Paessler PRTG Network Monitor

German vendor Paessler’s solution runs on any flavour of Windows from XP onward, either server or workstation. It provides more than 50 types of sensor covering NetFlow, SNMP and WMI, as well as common network services such as ping, HTTP, SMTP, POP3, SQL, file and mail server performance, and a host of hardware-specific metrics including processor, memory, disk and network activity. Paessler’s licensing scheme is based on the number of sensors used rather than number of devices, and is available in a freeware version for very small networks (up to 10 sensors, or 20 if you register the product), with commercial versions supporting 100, 500, 1,000 or an unlimited Enterprise edition supporting up to 30,000 sensors.

Paessler’s PRTG Network Monitor provides a dashboard view of the network.

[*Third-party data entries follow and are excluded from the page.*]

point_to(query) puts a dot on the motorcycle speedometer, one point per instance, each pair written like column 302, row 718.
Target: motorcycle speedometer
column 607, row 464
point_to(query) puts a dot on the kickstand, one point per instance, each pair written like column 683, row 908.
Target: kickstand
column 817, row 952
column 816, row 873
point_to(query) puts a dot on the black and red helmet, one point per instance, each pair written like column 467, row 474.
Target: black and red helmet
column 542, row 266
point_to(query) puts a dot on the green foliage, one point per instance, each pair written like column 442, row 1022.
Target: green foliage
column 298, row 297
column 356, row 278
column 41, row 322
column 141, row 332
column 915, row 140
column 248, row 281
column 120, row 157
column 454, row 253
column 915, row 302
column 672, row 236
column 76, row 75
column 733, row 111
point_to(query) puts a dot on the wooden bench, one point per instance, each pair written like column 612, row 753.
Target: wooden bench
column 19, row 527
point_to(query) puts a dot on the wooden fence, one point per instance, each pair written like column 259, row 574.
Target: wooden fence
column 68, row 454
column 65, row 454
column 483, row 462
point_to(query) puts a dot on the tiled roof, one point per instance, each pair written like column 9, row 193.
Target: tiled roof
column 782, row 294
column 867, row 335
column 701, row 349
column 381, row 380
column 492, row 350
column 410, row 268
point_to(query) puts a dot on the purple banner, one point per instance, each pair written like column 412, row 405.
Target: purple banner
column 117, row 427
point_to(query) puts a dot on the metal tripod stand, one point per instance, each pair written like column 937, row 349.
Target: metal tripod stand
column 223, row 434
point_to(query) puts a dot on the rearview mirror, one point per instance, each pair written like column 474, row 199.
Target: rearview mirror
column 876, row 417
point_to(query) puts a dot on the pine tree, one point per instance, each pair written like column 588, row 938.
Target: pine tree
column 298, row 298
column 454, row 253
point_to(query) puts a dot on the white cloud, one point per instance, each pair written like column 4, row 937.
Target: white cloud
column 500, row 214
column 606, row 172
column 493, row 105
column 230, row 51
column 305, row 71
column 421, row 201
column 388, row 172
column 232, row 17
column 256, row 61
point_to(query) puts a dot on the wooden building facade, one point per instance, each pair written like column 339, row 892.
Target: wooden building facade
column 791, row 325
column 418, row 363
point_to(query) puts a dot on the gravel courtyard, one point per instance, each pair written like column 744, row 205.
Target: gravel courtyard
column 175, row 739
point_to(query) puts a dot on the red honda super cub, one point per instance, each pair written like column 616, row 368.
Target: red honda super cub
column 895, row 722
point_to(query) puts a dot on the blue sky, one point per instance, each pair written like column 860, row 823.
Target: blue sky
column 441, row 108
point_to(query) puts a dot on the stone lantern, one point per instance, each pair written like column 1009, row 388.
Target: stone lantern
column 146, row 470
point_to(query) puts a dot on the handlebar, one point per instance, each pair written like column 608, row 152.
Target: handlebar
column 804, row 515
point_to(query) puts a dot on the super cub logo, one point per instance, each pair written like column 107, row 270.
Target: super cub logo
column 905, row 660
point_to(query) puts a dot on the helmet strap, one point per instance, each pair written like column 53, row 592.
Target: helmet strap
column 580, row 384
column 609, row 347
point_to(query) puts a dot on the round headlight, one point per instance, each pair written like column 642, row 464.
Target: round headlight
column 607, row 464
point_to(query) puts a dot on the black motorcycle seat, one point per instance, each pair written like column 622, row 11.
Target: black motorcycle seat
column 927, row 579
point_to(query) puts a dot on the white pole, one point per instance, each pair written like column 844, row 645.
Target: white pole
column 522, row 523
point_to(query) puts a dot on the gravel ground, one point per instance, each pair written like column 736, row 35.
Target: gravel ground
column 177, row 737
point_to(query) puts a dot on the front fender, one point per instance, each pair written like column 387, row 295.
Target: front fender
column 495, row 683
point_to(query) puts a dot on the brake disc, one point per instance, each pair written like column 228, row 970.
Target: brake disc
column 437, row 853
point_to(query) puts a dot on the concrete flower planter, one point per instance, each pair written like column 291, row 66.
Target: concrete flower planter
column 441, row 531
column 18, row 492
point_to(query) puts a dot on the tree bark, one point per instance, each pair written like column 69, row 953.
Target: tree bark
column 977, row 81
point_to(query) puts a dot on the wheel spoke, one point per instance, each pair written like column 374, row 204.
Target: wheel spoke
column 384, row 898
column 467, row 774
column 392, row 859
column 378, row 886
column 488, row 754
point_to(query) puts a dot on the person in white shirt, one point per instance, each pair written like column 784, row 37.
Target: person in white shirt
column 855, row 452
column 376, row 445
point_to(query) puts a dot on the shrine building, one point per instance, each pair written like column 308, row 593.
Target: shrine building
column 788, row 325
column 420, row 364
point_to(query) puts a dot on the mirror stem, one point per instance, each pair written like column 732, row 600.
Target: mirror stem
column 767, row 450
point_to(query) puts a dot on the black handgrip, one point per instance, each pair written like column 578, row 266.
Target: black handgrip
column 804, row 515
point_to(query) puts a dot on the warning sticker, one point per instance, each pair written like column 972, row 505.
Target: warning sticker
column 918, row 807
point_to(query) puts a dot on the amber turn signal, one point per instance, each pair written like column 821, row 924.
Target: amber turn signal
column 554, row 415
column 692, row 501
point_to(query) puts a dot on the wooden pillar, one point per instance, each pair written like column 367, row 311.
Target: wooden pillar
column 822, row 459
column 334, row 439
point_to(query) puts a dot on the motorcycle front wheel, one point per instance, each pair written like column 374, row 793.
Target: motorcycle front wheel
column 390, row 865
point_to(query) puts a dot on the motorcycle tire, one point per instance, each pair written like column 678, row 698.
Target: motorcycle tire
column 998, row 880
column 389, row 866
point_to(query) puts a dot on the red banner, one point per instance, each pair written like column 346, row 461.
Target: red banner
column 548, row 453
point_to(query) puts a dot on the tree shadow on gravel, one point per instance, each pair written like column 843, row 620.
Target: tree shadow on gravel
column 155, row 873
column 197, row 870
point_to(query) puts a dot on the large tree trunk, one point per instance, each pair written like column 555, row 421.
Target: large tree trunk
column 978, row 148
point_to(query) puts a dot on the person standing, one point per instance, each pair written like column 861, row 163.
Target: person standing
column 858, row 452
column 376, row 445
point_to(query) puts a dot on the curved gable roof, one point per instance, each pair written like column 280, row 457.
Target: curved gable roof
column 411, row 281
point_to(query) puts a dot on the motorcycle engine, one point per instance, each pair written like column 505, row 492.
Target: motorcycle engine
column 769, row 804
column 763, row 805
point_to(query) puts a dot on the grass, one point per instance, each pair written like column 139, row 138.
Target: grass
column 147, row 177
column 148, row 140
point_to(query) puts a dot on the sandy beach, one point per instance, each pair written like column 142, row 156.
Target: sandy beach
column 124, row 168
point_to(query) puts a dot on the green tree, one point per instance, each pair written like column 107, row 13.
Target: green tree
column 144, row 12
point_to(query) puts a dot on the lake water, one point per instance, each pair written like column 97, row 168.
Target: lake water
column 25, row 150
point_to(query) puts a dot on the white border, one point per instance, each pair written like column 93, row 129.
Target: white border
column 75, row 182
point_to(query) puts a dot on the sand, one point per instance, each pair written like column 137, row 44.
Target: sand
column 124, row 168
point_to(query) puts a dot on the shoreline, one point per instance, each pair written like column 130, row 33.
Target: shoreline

Essential features include auto-discovery on installation, a flexible mapping system, and the choice of three interfaces: an Ajax-based Web console, a native Windows application, and an iPhone app (at additional cost). In addition to basic alerting to the admin console, alerts can also be sent via email or SMS/pager. It provides more than 30 standard report templates including Top 100 reports for bandwidth and CPU use, ping times, disk space and uptime/downtime, and a customisable dashboard for easy access to key information. Noteworthy features include the ability to monitor performance against SLA compliance, and the use of a proprietary database which eliminates the need for a SQL Server installation, and which the company says is much faster. Significantly, PRTG Network Monitor also supports multiple locations and remote networks out of the box. This is down to its design which consists of the core server and remote probes. The remote probes let you monitor devices on LANs separated by firewalls, and across VPNs. A standard installation supports up to four remote probes without additional costs. A further benefit of this architecture is that it can be installed on a modest server and still monitor large networks. PRTG also supports the development of custom sensors using WQL or SQL queries or a simple file API. These features facilitate monitoring of bespoke applications or key business metrics (such as sales per person per day) and generating alerts for values that are outside tolerance. Also worth noting is Paessler’s support for virtualisation, as some solutions monitor only the physical server and not the virtual machines. PRTG Network Monitor includes the ability to monitor virtual servers based on leading virtualisation technologies including VMware, Microsoft’s Hyper-V and Xen.

Ipswitch WhatsUp Gold

Arguably the most comprehensive of the SMSs aimed at the mid-size enterprise, WhatsUp Gold may also be the most complex. Available in three editions – Standard, Premium and Distributed – each with different feature sets, it is also broken down by a licensing scheme based on the number of supported devices from 100 to 2,500. The picture is further complicated by the availability of four separate plug-ins, at additional cost, for features such as extended network mapping, VOIP monitoring, and support for segmented networks. The result is a curious mix of advanced features and surprising limitations, depending on which version you acquire. For example, support for Linux/Unix devices and virtual machines is available across the board, yet the Standard edition lacks out-of-the-box support for Microsoft’s WMI protocol.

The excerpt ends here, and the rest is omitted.